I couldn’t write the Cardinal Burns sketch Vomit Cops, but I still know where the structure is, where the laughs are, what we need to know. It’s interpretive, never mechanical, like providing a review before the show’s even shot.”
Why is structure important?
“You need to understand the situation so you know what is happening, who this character is, why they’re like this — then you laugh. If you’re confused, it almost always inhibits the comedy. My job isn’t to structure something, it’s to look at the thing that you’ve got, figure out why it’s not satisfying yet and then work backwards. Take a show like The Royle Family, that’s very low-key and gentle but the plot is genuinely moving forward all the time and you feel it. More importantly, you feel it when it’s not.
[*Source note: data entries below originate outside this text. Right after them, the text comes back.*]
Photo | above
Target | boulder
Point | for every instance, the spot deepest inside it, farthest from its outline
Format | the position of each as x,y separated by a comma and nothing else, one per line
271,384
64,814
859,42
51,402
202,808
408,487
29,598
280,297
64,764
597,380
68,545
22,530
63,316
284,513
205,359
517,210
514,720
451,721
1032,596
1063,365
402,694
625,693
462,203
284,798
My obsession with structure came from watching a ton of television. I realised almost everything that bugs me about shows could be fixed. You might think this scene you’ve written is hilarious, but you haven't set up the character’s urges to do that or their taste for that thing — those are structural issues that can be sorted out.
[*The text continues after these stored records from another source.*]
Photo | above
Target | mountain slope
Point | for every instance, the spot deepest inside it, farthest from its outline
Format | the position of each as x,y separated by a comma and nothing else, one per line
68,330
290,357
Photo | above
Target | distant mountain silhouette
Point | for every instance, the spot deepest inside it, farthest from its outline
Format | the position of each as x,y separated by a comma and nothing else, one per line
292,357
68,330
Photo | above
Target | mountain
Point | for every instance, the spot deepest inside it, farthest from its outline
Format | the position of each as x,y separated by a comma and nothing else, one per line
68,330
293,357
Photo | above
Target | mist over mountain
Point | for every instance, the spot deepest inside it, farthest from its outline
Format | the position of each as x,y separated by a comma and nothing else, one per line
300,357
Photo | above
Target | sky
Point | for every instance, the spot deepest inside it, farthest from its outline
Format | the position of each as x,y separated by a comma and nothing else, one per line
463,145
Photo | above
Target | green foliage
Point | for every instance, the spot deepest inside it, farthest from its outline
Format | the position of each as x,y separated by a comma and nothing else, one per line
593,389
It works across genres too: structure will give you a good, well-manufactured laugh, scare or dramatic reveal. Three act structures aren’t rote, you can mix it all up. When you tell a story in the pub, you tend to build to a crescendo as opposed to having a climax in the middle and talking for another minute and a half. It’s not that we’ve written structure manuals we have to obey, it’s that people tell stories a certain way that we find satisfying, so identify the tropes they use.”
Mistakes writers make
1. Scene after scene where nothing happens. Don’t mistake your sitcom for ‘me and my friend sat in a room quipping sarcastically’. That’s when you end up with types: mum type, dad type, teenage type. You never feel like those characters are so memorable they couldn’t be in anything else.
2. Underplotting. Don’t think talking about a subject without changing the situation will be enough to get you through 12 pages. Conversely, over-length – making the same point reiterated in three scenes back to back.
3. Not being fast enough. Watch the first episode of Friends, they nail four characters to the mast in the first scene of the first show in seven lines of dialogue – that’s less than two lines each (read it here: https://storify.com/ellardent/seven-lines-from-friends). It’s extraordinary and impossible to do, but that’s your aim, for your audience to say “I know this character immediately”.
4. Dull character names, so many Dans, Robs, Jeffs, Janes, Fionas. That could be almost anybody. If you call a character Bartholomew, I’m already there, there’s already something there that feels specific. You use them to convey something — there’s something nasal about saying Basil and that fits Basil Fawlty.
5. Unspecific scene descriptions, stuff like ‘EXT – BOAT – DAY’. What sort of boat are we talking about? When Jimmy McGovern was writing Cracker, that character was originally written as being thin and not unlike Jimmy himself. They cast Robbie Coltrane! He might’ve thought he wanted the character to be thin, but what comes off the page from those first scripts won’t have been his weight, it will have been an attitude: the fieriness, the compulsion to gamble, the anxiousness, the focus. Introduce the character with ‘deeply focused but sarcastic’ and I know who that character is, but ‘brown hair and blue eyes’? Shrug.
Tips for young writers
1. Don’t ever put all your hopes on one script. Have three samples that show some variety. Go and get good at all sorts of stuff, you’ll figure out what kind of writer you are.
2. It’s not a race. There’s no gain to be had from rushing and showing people a load of bad stuff. Take your time, get it right.
3. Don’t think you have to go to university to know how to write. Chances are you haven’t lived enough. Go learn more about the world, so you have something else to talk about and draw from.
4. The first notes you get will terrify you to your very soul. But learning how to take and use them is vital. Toughen up. Learn to grasp the meaning behind the note — a bad suggestion is probably still trying to fix a real (or perceived) problem. What was that problem, or why do they perceive it as one?
5. The job of the writer is not to have written one thing, it’s to write. Always, and more.